The damage is especially acute in Trump’s hometown of New York, where the former president won only 12 percent of the Manhattan vote in 2020. New York City said it is cancelling management contracts with the Trump Organization in the aftermath of the riot, while some Trump-branded properties have stripped the name or are looking into doing so.
Some office and retail tenants won’t consider moving into Trump buildings, said Ruth Colp-Haber, president and chief executive officer of brokerage Wharton Property Advisors.
“Leasing any retail or office space at this point in New York is difficult,” said Colp-Haber, whose company isn’t tied to the Wharton Properties that holds the Trump lease.
The 57th Street building is “a Triple-A location. The building itself, the spaces are really nice, it’s a lot of glass and steel, it’s extremely nice spaces. But for some users there’s definitely a stigma,” she said.
Nike Deal
Wharton and SL Green took over Nike Inc.’s lease obligations at the building as part of a 2016 deal to relocate the footwear brand to its current New York flagship at 650 Fifth Ave. Tiffany agreed to sublease the space in 2018. A representative for the company confirmed the jeweller will be moving back to its renovated 727 Fifth Ave. space next year.
Subleases are typically at discounted rates relative to the market. Tiffany has been paying $7 million a year for the 57th Street space, according to a person familiar with the agreement, who asked not to be named because the details are private. On Upper Fifth Avenue, asking rent slipped 3.7 percent in the fourth quarter to $2,575 per square foot for ground-floor space, according to a recent report from Cushman & Wakefield.
Swapping Nike for Tiffany was a step up for the Trump Organization, said Elie Hirschfeld, a New York real estate developer and Donald Trump supporter, who worked with the former president for years.
“Tiffany’s is upscale, so it improves the Trump brand, it improves the Trump building,” he said.
The areas around Trump Tower may benefit from the end of Trump’s presidency. In 2016, when Tiffany was in its main Fifth Avenue store, the company indicated heightened security was curtailing visitors. Now that Trump is out of office, the barricades and police officers are gone, which could bring back some much needed foot-traffic to the neighbourhood.
Unlike other Trump buildings across the city, the 57th Street store has few signs of being a Trump property. The former president’s name is not plastered across the front in gold lettering, like at the hulking 58-story Trump Tower.
On an afternoon visit this week, the Tiffany store was mostly empty, with security guards and employees far outnumbering the handful of shoppers. The store is decked out in Tiffany’s signature blue, including on a reconstruction of the Empire State Building spanning the store’s five floors.
Outside, the streets were fairly quiet, as are the luxury stores on the other side of the road: Burberry, Saint Laurent, David Yurman and Miu Miu.
On Fifth Avenue, stores including Valentino have closed during the pandemic.
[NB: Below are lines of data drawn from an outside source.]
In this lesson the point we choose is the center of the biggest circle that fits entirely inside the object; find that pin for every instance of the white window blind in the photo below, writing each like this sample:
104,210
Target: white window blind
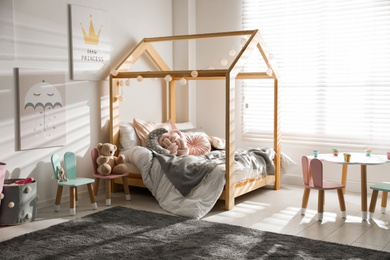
334,58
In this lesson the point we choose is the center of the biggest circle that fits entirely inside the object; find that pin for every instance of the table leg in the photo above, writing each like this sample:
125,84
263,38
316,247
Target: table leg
364,190
344,176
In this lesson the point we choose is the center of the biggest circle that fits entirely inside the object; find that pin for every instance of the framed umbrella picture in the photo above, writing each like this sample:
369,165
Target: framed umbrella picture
42,113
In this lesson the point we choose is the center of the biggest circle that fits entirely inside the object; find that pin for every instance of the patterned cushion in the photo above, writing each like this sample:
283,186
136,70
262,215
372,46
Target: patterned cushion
198,144
143,128
152,141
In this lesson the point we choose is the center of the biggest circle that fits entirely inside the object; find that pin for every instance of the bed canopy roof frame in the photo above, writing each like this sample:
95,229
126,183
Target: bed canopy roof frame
230,74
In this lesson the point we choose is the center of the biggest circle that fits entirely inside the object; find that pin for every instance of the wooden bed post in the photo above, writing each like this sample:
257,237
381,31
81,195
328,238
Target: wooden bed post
277,135
230,142
114,113
172,100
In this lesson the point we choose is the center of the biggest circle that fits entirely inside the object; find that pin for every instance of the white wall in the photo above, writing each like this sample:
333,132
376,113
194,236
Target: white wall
42,42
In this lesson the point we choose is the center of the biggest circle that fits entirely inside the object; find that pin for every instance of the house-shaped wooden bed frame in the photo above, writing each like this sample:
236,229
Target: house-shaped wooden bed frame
230,74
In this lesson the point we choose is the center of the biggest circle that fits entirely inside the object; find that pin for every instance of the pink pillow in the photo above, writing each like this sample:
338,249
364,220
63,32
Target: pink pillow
198,144
143,128
175,142
217,142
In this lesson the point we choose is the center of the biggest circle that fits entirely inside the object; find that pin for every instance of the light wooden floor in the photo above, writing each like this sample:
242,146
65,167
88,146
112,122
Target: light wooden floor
264,209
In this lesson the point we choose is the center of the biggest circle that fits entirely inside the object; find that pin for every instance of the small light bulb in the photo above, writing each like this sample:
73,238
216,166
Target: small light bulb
168,78
183,81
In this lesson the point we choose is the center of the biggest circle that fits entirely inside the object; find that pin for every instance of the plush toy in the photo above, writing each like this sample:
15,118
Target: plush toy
107,162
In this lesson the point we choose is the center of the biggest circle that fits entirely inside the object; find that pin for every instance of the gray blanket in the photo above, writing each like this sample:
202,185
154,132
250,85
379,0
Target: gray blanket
186,172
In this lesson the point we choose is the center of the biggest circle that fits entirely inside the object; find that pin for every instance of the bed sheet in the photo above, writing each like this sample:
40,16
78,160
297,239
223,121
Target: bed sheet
195,205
The retail availability rate on Upper Fifth Avenue, between 49th and 60th streets, was 23 percent in the fourth quarter, according to Cushman & Wakefield.
Hirschfeld said he expects the shopping corridor to rebound because of its global recognition.
“I believe that the finest streets in all the world are suffering now,” he said. “But this will come back, it’ll come back strong.”